Riding the train to the hospital one day I notice that the pink-haired 20-something sitting next to me keeps blowing her Elf Bar vapor in my face. “Could you please stop that,” I say. She smirks and says something snide that I don’t hear through my noise-cancelling headphones, which is probably for the best, because I can feel, as a heated itch in my fingers, the desire to grab her by the hair and smash her face into the floor. How dare you, I think, as she texts feverishly, presumably about the uptight bitch sitting next to her on the F train. I think, I am a human being and you are not, which is unfair, but turning her in my head into this perfect avatar of petty shitty hate feels good; it distracts me from the crisis at hand.
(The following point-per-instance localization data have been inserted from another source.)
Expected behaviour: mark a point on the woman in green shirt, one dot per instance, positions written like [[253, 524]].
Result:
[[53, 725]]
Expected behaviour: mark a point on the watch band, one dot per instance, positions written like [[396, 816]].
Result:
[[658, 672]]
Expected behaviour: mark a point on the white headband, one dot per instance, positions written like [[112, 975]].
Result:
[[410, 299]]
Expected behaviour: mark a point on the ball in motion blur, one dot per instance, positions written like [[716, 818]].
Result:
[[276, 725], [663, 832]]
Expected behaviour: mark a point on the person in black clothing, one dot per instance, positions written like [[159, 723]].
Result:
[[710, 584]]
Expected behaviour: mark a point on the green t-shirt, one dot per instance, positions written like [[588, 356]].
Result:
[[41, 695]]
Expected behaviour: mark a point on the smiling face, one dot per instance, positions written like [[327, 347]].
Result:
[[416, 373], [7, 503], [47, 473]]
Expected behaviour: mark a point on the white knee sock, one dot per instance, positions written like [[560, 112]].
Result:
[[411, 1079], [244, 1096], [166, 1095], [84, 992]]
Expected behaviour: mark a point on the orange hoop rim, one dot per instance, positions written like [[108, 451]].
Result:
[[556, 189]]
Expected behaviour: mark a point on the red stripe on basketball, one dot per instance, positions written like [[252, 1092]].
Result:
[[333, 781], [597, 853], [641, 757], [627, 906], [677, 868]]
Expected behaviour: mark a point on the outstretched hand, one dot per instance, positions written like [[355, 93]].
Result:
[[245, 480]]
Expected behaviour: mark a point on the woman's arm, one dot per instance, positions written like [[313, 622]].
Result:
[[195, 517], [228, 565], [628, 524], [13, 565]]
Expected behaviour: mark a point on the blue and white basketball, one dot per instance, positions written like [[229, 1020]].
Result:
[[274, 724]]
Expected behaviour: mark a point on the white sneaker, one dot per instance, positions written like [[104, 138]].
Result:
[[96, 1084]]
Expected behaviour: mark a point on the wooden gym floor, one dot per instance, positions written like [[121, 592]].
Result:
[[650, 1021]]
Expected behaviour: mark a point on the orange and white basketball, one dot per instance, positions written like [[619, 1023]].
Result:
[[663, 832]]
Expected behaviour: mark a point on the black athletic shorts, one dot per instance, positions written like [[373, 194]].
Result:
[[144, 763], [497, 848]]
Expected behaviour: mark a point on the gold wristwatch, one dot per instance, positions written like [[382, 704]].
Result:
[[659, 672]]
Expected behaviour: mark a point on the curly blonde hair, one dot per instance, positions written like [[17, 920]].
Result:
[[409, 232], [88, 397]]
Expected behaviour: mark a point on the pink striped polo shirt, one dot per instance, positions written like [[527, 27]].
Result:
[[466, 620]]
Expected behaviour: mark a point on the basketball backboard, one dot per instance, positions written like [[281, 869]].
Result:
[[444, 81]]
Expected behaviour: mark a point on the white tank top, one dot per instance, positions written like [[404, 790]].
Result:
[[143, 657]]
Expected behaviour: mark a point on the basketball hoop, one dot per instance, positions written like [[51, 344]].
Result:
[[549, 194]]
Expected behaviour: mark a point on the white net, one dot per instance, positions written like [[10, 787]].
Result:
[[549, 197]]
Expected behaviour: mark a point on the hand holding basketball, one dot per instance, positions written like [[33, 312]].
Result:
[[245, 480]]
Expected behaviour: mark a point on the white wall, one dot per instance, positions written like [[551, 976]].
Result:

The situation is bizarre, but briefly, the major beats are: my husband had to have multiple emergency surgeries a couple weeks ago, during one of which he had a few minor strokes. This is where people usually stop following the story. They hear “stroke” and assume the situation is grave, or else they hear “minor” and assume that my husband is moonwalking out of the hospital as we speak. Neither is true. He’s both okay and not. I’m both okay and not. The strokes were about as tiny as strokes can possibly be. We’re very lucky in that specific irksome way where much luckier people insist on reminding us of how lucky we are. So I’m here trying to grind out a few thoughts on our situation for a paying audience, because “grinding out thoughts” is how I make my money, and because our situation is the only thing I’ve had thoughts about. 
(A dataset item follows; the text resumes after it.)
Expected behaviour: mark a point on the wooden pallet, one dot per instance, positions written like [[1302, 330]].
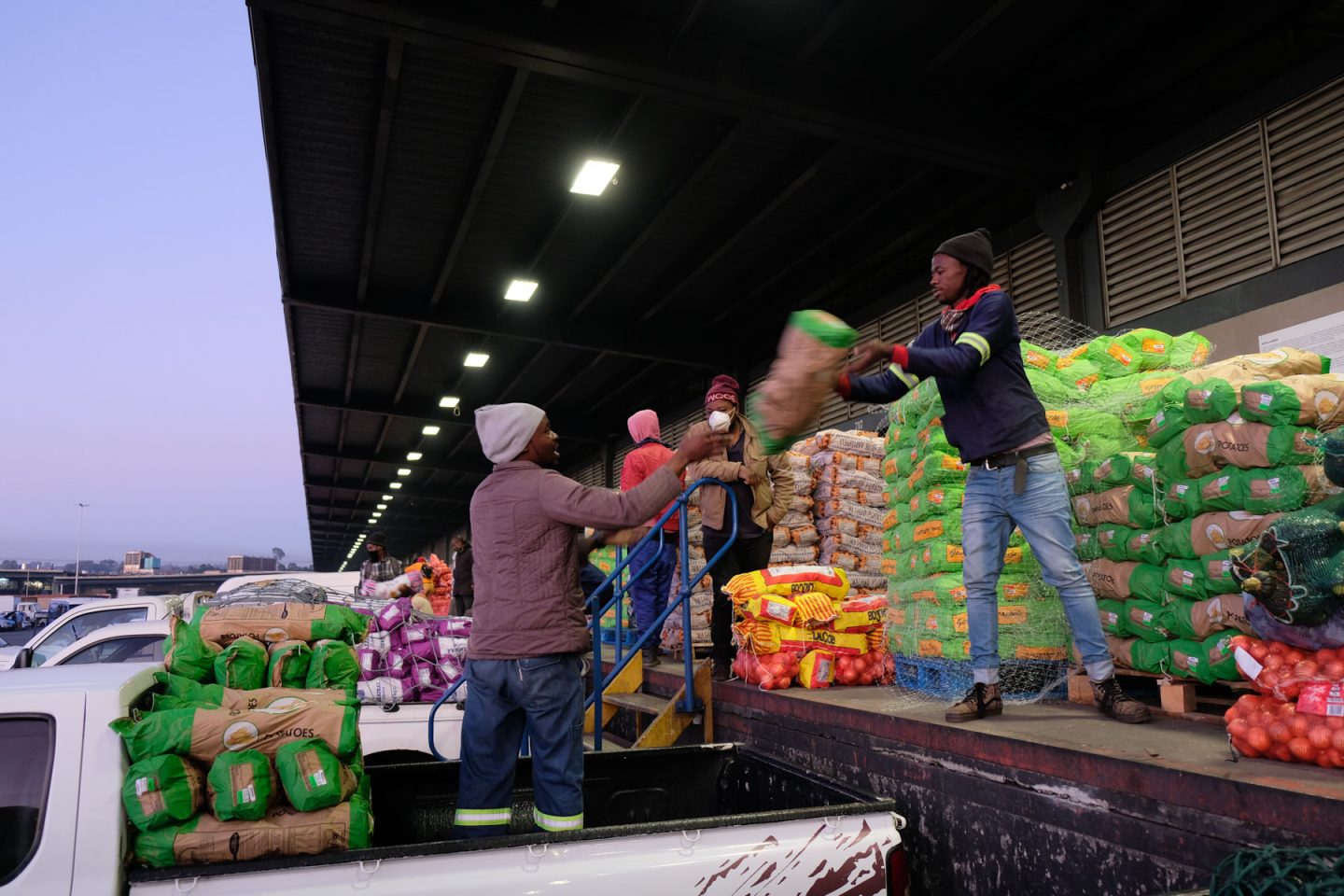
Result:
[[1181, 697]]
I took my husband to the emergency room on November 20th, and he hasn’t left the hospital since then. And let me tell you, when you’re “sleeping” in a recliner next to your husband in the ICU, springing out of your chair every few hours to stop him from sleepwalking out of bed, dreaming uneasily of beeping hospital machines, bathing with wet wipes, it really puts the falseness of the world into perspective. So many of the things that irritate us and eat up our energy are revealed to be fragile, pointless, and, in fact, totally ignorable. People in the ICU sob all night. They bolt from their beds, dragging tubes down the hallway, screaming. They groan and bleed and breathe rickety, gurgling breaths. Everybody’s in there because one of their crucial inner bits has tried, very recently, to shut down or force its way out. Nobody here says a word about Pod Save Fucking America. Nothing matters except the part of your body that betrayed you. I read the news just to turn up my nose at it. I am piously annoyed at anyone who isn’t living in a hospital right now.